With brief appearances from his ex-wife, sisters, and even the late Luke Perry in the kind of misty-eyed cameo you may only realize happened after the fact, You Cannot Kill David Arquette is a very Hollywood documentary that reaches far beyond the confines of the city for its best material. Watching Arquette (also appearing in the recently released Spree) travel around the country to Podunk towns with makeshifts wrestling rings that fall apart on impact, you marvel at his willingness to put himself out there…and to be filmed while doing it. In the end, it’s compulsive and oddly compassionate filmmaking that taps out at just the right time.
Being a wrestling fan for nearly 30 years and having lived through the Monday Night Wars. The night when Arquette became WCW champion was one of the worst nights at that time because the championship had a long history.
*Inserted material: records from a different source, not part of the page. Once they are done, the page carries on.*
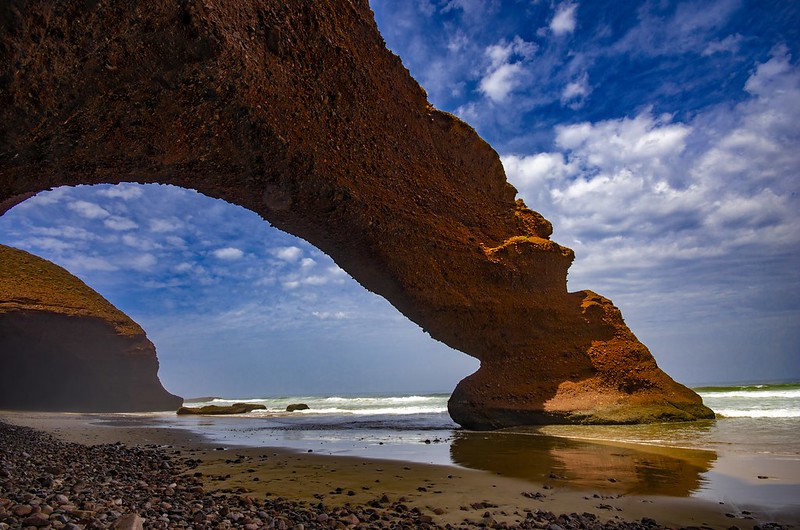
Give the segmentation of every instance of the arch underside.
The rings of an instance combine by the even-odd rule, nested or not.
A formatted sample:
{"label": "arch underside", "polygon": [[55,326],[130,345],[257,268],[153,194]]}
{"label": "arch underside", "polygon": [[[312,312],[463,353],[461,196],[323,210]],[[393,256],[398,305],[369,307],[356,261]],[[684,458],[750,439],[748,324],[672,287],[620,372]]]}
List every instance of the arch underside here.
{"label": "arch underside", "polygon": [[567,292],[572,251],[365,0],[19,0],[0,21],[0,213],[119,182],[248,208],[481,361],[450,401],[466,427],[713,417],[609,300]]}

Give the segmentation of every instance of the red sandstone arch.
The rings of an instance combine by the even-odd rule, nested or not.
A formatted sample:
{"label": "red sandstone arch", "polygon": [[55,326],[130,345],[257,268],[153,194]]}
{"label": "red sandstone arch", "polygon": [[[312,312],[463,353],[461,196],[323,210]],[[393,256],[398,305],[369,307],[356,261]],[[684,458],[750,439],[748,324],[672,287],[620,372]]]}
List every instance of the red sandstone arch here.
{"label": "red sandstone arch", "polygon": [[434,109],[366,0],[0,6],[0,213],[65,184],[157,182],[257,212],[481,360],[467,427],[713,417]]}

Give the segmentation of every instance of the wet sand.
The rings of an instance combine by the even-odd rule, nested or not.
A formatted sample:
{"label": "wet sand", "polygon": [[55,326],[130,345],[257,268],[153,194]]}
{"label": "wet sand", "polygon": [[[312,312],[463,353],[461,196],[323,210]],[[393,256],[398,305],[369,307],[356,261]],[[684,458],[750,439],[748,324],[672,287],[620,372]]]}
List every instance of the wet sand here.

I remember reading the spoiler and I was like “that’s fucking it. I’m done with WCW” and that did hurt that company even more. Looking back now, it was a terrible decision though Arquette shouldn’t be faulted for what happened. It was WCW’s then head-writer Vince Russo who had the idea thinking “let’s have him win the WCW world championship and we’ll get a lot of attention”. Well, he was right but for the wrong reasons.
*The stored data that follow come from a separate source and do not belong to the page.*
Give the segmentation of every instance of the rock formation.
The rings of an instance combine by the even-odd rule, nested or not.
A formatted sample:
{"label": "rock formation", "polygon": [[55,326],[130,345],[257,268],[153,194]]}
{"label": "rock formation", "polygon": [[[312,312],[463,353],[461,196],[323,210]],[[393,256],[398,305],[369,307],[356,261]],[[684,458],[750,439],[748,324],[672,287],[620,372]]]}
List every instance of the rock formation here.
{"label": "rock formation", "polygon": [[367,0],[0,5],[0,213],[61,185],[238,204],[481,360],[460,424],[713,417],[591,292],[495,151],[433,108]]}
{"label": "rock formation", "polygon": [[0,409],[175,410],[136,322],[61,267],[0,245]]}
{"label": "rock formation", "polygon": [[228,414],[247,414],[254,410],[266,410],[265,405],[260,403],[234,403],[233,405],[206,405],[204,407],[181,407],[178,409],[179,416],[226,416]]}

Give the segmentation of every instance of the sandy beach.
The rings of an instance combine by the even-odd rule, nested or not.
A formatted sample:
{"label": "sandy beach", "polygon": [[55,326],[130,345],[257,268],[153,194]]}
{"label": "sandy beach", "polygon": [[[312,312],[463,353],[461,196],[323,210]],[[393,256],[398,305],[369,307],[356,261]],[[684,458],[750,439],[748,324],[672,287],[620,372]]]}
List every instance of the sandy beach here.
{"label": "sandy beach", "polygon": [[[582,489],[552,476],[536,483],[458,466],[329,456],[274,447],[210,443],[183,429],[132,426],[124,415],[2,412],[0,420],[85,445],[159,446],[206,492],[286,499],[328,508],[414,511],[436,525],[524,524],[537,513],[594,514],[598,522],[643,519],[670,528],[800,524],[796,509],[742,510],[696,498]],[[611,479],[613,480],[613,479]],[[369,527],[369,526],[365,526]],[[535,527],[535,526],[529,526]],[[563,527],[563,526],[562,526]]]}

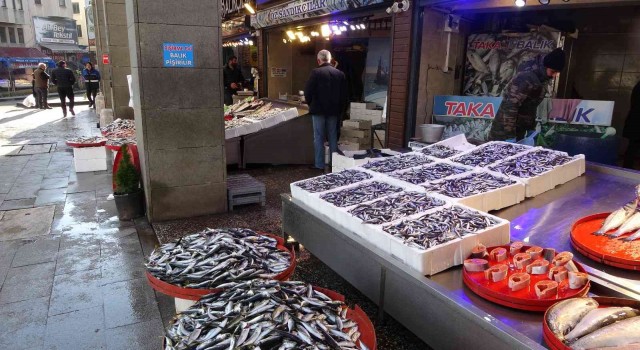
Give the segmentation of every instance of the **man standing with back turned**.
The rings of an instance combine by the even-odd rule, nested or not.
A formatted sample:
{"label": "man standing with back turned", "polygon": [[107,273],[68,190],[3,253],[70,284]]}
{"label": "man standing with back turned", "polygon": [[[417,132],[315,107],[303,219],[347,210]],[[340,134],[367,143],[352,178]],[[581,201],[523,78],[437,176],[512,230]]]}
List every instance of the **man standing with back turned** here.
{"label": "man standing with back turned", "polygon": [[76,76],[71,69],[67,68],[67,62],[58,62],[58,68],[51,72],[51,81],[58,87],[63,118],[67,117],[67,98],[69,98],[69,112],[71,115],[76,115],[73,111],[73,84],[76,82]]}
{"label": "man standing with back turned", "polygon": [[564,51],[555,49],[538,57],[529,69],[518,73],[505,88],[502,103],[489,132],[490,141],[521,140],[536,127],[536,110],[546,86],[564,68]]}
{"label": "man standing with back turned", "polygon": [[338,151],[338,120],[347,109],[347,79],[331,65],[331,52],[318,52],[318,68],[311,71],[304,98],[313,118],[313,146],[316,169],[324,169],[324,141],[331,154]]}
2000 was a horrendous year for WCW as it began w/ a lot of turmoil over Bret Hart’s concussion from Bill Goldberg at Starrcade ’99 that December as he couldn’t wrestle while Russo was trying to get former MMA fighter Tank Abbott for a big push that fans didn’t want. Russo was then suspended for a period leading to veteran wrestler/booker Kevin Sullivan to take over the booking much to the dismay of several young wrestlers as four of them in Eddie Guerrero, Dean Malenko, Perry Saturn, and (He Who Must Not Be Named) asked for their release and immediately went to WWE. Sullivan’s booking of having older talent getting over instead of the younger talent did bad numbers leading to Russo returning along with former WCW executive Eric Bischoff for an ill-advised storyline between the old veterans in the Millionaire’s Club against the younger talent known as the New Blood.
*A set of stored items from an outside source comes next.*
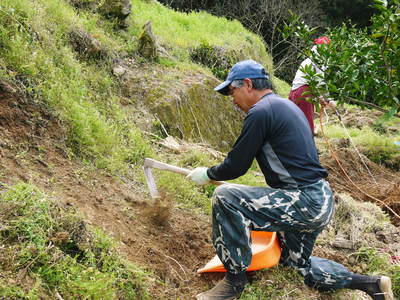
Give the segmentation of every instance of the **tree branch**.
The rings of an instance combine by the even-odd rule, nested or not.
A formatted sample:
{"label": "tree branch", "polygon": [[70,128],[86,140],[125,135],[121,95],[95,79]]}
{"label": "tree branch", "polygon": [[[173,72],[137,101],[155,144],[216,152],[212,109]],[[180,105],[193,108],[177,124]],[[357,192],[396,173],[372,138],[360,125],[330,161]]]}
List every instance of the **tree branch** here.
{"label": "tree branch", "polygon": [[[351,97],[346,97],[346,99],[349,100],[350,102],[353,102],[353,103],[362,104],[362,105],[365,105],[365,106],[372,107],[372,108],[374,108],[376,110],[379,110],[381,112],[384,112],[384,113],[388,113],[389,112],[387,109],[384,109],[384,108],[382,108],[382,107],[380,107],[380,106],[378,106],[376,104],[370,103],[370,102],[361,101],[361,100],[354,99],[354,98],[351,98]],[[399,114],[394,114],[394,116],[400,118]]]}

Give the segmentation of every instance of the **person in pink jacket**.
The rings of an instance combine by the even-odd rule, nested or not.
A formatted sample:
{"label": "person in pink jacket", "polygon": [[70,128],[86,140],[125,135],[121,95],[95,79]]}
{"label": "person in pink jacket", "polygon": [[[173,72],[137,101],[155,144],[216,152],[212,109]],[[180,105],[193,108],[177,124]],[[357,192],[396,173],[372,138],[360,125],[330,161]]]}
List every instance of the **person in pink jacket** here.
{"label": "person in pink jacket", "polygon": [[[330,40],[328,37],[326,37],[326,36],[319,37],[314,40],[314,46],[311,50],[313,52],[315,52],[315,51],[317,51],[317,45],[329,44],[329,43],[330,43]],[[296,72],[294,79],[293,79],[292,88],[291,88],[291,91],[289,94],[289,99],[292,100],[295,104],[297,104],[297,106],[303,111],[303,113],[305,114],[305,116],[307,118],[308,124],[310,125],[313,135],[316,135],[315,126],[314,126],[314,111],[315,111],[314,104],[307,101],[307,98],[312,98],[312,97],[314,97],[314,95],[312,95],[311,92],[308,91],[309,86],[308,86],[308,81],[306,79],[306,74],[302,71],[306,65],[312,65],[314,70],[317,72],[317,74],[320,74],[323,76],[323,74],[324,74],[323,67],[321,67],[322,70],[320,68],[318,68],[311,61],[310,58],[306,58],[305,60],[303,60],[302,63],[300,64],[299,69]],[[336,106],[336,103],[334,101],[330,101],[326,98],[323,98],[322,104],[323,105],[327,104],[332,107]]]}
WCW in 2000 alone lost more than $60 million and to its new owners in AOL/Time Warner, they wanted to get rid of that company and who can blame them? As much as Ted Turner loved WCW, the AOL/Time Warner merger basically forced Turner out of his empire and in March of 2001. An asshole named Jamie Kellner made the decision to cancel all WCW programming from the Turner network as the company was sold to WWE for $3.5 million.
Arquette’s role in WCW’s demise has been overblown and it’s a shame that he’s been the target of what happened when it’s really Russo at fault. I do want to see this film as I see it as a redemption story for someone who did love wrestling and wanted to do right to those fans. After all, it couldn’t be any worse than what WWE is doing as they’ve had no-talent bums as their world champions who are so bland that they make Arquette look like Nick Bockwinkel.